I am currently working on my own RISC-V (rv64gc) emulator. Everything went smoothly so far, however the floating point rounding mode is giving me a headache.
The RV ISA comprises of the following 5 floating point rounding modes:
- RNE (Round to Nearest, ties to Even)
- RTZ (Round towards Zero)
- RDN (Round down / towards negative infinity)
- RUP (Round up / towards positive infinity)
- RMM (Round to Nearest, ties to Max Magnitude)
When thinking about the instructions that convert floats to integers (e.g. FCVT.W.S), these modes all make sense. However these aren't the only ones with encoded rounding modes. The instructions converting integers to floats also have a 3 bit encoding space for the rounding mode, as well as all the floating point arithmetic instructions do.
Now lets say we got 2 floats and want to add them together. If one of them is a large number and the other is a small number with lots of digits after the floating point, we might exceed the storage capacity of a float. Whenever this happens, are the lowest bits/digits just discarded? If yes, why would there be a rounding mode given then? Otherwise, how would the different modes work and what would they round to?

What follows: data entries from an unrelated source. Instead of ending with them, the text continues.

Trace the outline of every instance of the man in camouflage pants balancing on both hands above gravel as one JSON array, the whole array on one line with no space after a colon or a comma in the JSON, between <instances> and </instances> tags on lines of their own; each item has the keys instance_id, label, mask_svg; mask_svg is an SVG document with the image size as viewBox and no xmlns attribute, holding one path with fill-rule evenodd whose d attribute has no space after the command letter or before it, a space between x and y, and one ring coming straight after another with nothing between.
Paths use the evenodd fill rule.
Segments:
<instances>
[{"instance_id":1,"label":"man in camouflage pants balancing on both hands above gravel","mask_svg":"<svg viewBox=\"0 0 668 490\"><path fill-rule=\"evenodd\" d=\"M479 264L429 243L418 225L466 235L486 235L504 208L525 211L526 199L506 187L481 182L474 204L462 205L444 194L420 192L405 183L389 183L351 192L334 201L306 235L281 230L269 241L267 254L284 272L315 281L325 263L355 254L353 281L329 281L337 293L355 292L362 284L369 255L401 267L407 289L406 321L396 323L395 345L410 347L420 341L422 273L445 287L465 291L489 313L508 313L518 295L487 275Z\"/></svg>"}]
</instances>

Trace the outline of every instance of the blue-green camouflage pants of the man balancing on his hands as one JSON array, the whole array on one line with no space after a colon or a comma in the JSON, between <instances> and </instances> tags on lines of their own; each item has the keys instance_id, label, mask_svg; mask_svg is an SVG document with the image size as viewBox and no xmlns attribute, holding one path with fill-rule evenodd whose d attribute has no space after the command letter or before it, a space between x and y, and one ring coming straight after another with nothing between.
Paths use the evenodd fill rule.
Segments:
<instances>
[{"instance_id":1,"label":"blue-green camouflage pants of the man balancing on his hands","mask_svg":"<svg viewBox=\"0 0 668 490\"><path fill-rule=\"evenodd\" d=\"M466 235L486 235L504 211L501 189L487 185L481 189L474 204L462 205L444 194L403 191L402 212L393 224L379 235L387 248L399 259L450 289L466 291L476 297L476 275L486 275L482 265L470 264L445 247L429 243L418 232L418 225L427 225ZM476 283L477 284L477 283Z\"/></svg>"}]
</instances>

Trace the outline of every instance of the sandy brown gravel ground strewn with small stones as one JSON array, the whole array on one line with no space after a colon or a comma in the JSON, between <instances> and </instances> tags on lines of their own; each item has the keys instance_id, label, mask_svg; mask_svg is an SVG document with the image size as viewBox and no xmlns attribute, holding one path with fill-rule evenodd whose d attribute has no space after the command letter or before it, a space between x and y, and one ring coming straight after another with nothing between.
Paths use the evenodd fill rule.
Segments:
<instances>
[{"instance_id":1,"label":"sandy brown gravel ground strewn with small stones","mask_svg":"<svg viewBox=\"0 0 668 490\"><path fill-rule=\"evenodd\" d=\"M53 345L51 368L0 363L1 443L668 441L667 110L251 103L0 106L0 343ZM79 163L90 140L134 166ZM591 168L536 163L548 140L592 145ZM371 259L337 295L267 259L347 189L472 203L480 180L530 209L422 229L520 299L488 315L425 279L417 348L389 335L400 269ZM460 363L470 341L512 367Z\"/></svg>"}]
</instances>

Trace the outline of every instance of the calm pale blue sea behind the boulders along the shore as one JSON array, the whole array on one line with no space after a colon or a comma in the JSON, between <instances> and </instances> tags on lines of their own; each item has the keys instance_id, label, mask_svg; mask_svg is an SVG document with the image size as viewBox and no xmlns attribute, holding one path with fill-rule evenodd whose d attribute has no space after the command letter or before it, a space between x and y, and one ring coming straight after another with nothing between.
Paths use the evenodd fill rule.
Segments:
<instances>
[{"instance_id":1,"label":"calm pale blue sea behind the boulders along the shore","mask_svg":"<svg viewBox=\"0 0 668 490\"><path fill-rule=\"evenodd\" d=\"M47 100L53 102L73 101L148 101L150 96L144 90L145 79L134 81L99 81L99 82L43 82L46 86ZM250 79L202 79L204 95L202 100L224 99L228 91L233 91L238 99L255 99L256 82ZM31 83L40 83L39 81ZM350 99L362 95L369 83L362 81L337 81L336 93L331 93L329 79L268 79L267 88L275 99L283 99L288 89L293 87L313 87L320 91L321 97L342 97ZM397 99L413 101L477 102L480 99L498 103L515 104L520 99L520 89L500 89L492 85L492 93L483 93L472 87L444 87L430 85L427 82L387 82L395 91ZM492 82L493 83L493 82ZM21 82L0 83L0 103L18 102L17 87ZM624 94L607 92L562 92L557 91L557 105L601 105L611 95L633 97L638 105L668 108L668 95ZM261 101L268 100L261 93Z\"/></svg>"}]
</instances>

Generally rounding after discarding (which kinda is a must do without any extra bits available) makes no sense really, since after the least significant bits have been discarded, there is no need to further decrease precision by rounding because the storage is now enough for what's left of the original number. So is the rounding happening before the last bits are cut off and the resulting zeros are then discarded?
Example:
Imagine we have a Mantissa of 011010111 after adding two numbers, but actually a Mantissa's size is 8 bits at max (So we have to get rid of 1 bit).
RNE: Option 1 is 011010110 (down), Option 2 is 011011000 (up)
This is a tie: Which option would it choose?
After any of both options no further data is lost because only a 0 is discarded.
RTZ: Only option is 011010110 (towards Zero / down)
The last zero can now be discarded without any further data lost.
RDN and RUP: Dependent on the sign bit, there always is only one way to go and the last bit will turn to 0 so no further data is lost when discarding that bit.
RMM: This always has only one option too (away from 0 / up in this example).
When looking at another example with a 0 currently set as least significant bit, does it simply not round because incrementing/decrementing the number would actually increase precision here?
In case there is rounding happening before bits are discarded, does the CPU just temporarily hold a bigger result when the instructions are executed which is then used to get the rounded result of the correct size?
If I got something wrong fundamentally please correct me, likewise any help is appreciated!!